Bu konudaki ilginç bir iddia da Rusya'nın Türkologlarından Stanislav Tarasov'a ait. Bir Ermeni sitesine konuşan Tarasov'a göre, Türk istihbaratı ve Türkiye'nin yabancı istihbarat örgütleriyle mücadele biriminin kurulmasında Sovyet Çeka görevlileri önemli rol oynadı. Tarasov'un iddiasına göre, ölümünden iki yıl öncesine kadar Atatürk'ün bir Sovyet muhafız birimi de vardı. 

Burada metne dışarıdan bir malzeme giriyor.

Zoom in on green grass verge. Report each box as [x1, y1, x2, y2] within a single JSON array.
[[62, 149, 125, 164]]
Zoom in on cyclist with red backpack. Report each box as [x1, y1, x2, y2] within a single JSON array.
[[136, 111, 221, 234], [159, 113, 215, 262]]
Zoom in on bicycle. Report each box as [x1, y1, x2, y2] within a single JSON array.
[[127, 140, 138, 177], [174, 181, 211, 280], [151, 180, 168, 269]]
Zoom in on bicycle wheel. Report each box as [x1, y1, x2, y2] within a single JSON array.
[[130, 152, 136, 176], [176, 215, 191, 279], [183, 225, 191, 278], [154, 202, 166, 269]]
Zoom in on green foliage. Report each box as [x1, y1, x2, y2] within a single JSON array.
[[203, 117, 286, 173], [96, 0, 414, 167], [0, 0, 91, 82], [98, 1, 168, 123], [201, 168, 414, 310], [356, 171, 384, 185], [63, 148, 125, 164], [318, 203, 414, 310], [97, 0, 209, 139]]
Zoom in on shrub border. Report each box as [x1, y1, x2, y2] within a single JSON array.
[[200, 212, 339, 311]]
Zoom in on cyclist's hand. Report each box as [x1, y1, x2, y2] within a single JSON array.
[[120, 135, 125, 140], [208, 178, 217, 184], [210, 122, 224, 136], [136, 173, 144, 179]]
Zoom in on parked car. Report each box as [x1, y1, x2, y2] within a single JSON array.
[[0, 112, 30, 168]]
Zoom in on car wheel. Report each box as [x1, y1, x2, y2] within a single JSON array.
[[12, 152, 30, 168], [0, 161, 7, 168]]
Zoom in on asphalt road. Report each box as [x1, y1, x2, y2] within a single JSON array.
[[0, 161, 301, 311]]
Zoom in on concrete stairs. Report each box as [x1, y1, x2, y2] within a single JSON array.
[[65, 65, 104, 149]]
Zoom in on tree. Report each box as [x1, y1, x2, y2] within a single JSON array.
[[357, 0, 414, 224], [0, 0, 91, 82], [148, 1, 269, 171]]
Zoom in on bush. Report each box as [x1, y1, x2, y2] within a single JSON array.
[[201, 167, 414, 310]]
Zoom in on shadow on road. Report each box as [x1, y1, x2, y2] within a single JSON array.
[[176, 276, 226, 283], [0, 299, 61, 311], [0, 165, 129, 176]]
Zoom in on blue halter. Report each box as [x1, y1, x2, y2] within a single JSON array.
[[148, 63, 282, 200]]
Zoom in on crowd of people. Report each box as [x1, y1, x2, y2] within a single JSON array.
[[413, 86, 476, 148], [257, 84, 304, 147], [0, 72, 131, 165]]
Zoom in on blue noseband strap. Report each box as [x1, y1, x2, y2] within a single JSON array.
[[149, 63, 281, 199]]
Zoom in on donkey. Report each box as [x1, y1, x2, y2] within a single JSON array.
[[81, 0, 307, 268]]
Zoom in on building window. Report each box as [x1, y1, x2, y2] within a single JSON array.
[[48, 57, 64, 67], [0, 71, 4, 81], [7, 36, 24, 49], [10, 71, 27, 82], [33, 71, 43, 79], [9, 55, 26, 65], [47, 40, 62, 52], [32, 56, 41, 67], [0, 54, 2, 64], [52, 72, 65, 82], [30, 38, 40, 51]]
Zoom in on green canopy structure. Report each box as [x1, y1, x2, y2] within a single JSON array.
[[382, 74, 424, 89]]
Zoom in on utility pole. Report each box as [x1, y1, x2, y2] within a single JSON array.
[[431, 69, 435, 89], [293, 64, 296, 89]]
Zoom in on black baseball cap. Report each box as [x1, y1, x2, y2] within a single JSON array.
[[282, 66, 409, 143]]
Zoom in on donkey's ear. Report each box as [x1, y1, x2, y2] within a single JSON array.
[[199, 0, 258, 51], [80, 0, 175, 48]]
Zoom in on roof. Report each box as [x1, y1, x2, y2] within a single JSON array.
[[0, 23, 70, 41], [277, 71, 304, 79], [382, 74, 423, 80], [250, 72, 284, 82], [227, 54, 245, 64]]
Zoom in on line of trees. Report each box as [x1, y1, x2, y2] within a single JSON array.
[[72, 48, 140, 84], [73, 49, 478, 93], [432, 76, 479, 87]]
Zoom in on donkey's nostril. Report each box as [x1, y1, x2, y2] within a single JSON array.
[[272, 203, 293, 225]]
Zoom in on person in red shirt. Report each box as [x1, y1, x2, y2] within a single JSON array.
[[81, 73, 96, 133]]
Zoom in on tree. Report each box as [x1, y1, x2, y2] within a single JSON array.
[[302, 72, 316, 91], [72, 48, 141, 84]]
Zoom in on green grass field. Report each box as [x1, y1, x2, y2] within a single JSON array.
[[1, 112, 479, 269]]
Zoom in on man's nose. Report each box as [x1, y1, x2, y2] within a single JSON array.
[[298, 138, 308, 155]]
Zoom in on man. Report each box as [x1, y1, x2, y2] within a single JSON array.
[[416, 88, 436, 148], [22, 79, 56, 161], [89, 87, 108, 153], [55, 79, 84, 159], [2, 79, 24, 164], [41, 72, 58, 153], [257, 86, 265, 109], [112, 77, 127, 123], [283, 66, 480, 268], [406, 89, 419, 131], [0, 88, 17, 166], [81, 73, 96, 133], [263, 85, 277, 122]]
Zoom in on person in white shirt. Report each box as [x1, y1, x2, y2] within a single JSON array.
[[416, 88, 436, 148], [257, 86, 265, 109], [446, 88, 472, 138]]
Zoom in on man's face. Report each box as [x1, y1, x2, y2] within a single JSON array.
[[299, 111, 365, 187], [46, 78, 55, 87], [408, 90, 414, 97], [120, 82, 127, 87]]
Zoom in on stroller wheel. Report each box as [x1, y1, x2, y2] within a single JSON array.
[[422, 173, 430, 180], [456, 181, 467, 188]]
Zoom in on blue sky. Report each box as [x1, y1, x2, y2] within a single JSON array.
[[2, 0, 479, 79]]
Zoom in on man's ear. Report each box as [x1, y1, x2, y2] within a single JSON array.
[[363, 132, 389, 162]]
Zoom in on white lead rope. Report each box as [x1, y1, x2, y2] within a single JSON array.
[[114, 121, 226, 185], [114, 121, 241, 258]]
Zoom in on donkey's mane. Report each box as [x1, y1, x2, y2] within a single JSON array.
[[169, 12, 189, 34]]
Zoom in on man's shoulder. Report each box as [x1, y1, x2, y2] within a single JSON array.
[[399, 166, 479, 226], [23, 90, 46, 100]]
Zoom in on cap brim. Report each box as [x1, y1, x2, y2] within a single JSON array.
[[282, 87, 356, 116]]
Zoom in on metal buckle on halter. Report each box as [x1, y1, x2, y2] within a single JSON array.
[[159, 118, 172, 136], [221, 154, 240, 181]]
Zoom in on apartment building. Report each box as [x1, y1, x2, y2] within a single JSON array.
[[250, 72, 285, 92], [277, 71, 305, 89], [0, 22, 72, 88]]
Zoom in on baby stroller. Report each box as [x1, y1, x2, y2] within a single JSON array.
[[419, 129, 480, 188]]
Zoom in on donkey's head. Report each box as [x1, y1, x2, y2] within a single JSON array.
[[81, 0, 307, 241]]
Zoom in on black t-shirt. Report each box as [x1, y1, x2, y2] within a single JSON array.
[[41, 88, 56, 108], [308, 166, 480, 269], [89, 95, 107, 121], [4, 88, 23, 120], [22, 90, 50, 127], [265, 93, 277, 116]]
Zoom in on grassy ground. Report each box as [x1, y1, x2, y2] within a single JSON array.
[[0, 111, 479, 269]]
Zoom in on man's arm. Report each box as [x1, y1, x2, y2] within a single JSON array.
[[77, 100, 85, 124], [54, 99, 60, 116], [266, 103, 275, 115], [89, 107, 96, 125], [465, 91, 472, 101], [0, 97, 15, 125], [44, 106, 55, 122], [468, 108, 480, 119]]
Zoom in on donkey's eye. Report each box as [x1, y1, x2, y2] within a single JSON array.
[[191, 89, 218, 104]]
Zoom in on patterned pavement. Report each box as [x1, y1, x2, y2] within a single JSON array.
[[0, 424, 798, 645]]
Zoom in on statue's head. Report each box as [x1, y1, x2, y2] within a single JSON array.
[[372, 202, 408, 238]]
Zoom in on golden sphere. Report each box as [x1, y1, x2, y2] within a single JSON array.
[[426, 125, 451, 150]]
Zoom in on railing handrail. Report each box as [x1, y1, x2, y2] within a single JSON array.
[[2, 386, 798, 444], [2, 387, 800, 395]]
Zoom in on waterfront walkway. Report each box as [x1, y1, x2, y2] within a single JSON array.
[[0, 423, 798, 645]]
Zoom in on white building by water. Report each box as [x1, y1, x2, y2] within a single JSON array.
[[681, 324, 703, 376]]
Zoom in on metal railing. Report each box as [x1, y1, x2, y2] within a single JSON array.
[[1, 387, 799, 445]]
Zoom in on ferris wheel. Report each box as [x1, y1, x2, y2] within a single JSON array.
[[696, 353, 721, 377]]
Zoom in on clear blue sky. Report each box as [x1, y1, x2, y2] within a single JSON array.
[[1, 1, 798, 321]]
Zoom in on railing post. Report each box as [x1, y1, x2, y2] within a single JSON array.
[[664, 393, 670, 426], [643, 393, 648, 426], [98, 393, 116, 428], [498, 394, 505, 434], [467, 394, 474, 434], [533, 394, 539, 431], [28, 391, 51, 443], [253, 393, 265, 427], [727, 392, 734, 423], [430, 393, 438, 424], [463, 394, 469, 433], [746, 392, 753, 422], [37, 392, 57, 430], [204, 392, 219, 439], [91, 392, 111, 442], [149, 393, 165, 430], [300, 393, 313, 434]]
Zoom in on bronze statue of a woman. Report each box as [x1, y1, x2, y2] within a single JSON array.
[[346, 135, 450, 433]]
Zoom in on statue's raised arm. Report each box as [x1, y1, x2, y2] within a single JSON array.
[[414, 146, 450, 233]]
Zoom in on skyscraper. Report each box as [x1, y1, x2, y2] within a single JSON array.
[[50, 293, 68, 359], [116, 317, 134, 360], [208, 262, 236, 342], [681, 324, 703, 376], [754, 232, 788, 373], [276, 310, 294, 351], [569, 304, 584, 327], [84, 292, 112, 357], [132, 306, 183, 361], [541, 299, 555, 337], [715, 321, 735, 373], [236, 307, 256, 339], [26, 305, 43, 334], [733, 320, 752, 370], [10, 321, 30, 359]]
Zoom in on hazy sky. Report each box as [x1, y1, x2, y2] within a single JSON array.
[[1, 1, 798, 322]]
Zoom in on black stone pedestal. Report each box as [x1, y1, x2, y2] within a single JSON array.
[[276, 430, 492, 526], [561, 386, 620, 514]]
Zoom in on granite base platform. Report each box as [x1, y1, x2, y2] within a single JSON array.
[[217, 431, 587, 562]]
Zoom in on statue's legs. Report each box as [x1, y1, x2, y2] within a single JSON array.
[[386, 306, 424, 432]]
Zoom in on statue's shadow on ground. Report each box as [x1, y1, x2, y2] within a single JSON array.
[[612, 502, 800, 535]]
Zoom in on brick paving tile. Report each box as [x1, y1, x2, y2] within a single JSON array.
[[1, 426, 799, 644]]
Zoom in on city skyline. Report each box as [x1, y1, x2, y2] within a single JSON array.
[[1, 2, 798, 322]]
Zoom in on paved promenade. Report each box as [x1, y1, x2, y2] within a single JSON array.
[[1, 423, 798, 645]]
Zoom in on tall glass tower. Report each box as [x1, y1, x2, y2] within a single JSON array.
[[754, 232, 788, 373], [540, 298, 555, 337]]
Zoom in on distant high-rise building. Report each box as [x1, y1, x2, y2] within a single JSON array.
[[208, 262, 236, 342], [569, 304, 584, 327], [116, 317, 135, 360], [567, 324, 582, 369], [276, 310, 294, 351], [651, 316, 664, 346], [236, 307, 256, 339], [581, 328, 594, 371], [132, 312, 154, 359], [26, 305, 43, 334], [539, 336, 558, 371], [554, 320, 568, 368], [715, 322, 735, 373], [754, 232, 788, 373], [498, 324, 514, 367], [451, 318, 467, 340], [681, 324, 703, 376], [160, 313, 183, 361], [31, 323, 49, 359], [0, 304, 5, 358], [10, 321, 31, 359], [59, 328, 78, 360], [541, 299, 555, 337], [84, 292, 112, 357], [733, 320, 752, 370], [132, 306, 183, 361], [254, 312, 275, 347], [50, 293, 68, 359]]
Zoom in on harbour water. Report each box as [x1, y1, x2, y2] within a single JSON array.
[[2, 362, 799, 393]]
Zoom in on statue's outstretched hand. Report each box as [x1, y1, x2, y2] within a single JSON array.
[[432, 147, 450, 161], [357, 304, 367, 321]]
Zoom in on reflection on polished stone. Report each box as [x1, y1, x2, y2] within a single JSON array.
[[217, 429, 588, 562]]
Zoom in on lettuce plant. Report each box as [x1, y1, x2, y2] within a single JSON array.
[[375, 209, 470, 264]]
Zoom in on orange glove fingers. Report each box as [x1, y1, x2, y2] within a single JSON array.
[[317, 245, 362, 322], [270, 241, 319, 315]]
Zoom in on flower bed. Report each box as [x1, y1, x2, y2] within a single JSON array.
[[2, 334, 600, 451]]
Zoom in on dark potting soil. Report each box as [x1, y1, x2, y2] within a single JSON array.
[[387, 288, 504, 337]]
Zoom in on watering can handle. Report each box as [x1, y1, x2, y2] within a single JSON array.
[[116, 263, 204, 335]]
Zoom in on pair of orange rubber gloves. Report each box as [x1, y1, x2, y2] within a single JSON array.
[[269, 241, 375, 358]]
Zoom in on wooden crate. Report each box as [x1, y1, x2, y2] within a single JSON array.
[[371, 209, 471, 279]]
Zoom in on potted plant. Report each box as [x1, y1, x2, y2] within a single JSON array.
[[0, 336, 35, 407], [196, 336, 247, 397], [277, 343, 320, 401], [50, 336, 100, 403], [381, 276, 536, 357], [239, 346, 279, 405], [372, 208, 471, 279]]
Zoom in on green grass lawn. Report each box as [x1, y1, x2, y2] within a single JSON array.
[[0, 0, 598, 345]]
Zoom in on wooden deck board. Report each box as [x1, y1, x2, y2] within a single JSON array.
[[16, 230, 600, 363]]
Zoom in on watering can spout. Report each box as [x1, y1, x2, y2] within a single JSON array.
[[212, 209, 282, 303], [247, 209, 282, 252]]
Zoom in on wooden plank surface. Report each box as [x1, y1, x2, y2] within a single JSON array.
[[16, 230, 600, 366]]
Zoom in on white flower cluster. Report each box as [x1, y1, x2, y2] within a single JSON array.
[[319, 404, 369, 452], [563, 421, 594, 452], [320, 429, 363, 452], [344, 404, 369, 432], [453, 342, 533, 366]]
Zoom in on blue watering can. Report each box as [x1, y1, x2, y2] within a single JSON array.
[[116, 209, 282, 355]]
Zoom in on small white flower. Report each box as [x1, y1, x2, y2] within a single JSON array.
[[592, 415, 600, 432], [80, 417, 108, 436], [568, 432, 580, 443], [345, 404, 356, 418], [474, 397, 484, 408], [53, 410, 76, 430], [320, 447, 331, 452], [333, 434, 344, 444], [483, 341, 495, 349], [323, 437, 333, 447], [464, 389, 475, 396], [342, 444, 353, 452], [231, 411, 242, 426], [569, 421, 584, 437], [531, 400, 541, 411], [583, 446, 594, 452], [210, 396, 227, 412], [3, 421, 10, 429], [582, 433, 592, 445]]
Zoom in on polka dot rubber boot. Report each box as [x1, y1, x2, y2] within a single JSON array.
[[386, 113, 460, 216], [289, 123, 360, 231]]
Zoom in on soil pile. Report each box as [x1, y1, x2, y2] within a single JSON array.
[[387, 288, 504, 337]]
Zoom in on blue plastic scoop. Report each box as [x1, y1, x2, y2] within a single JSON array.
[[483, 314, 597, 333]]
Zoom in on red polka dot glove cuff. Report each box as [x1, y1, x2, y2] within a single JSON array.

Medya Günlüğü'ne konuşan Moskova Devlet Üniversitesi Asya ve Afrika Enstitüsü misafir öğretim görevlisi Dr. Mehmet Perinçek ise durumu şöyle özetledi: 

"Şu gerçeği unutmamak lazım: 1922 yılında Ankara'ya atanan ilk Sovyet Elçisi Semyon Aralov istihbarat kökenli bir diplomat idi. Aralov, Kızıl Ordu’ya bağlı istihbarat teşkilatı GRU kurucularındandı. Kurtuluş Savaşı sırasında Sovyetler'in Türkiye'ye verdiği destek ve yardımlarının koordinasyonunu başarıyla sağlamış ve o dönem Ankara-Moskova hattında önemli rol oynamıştı."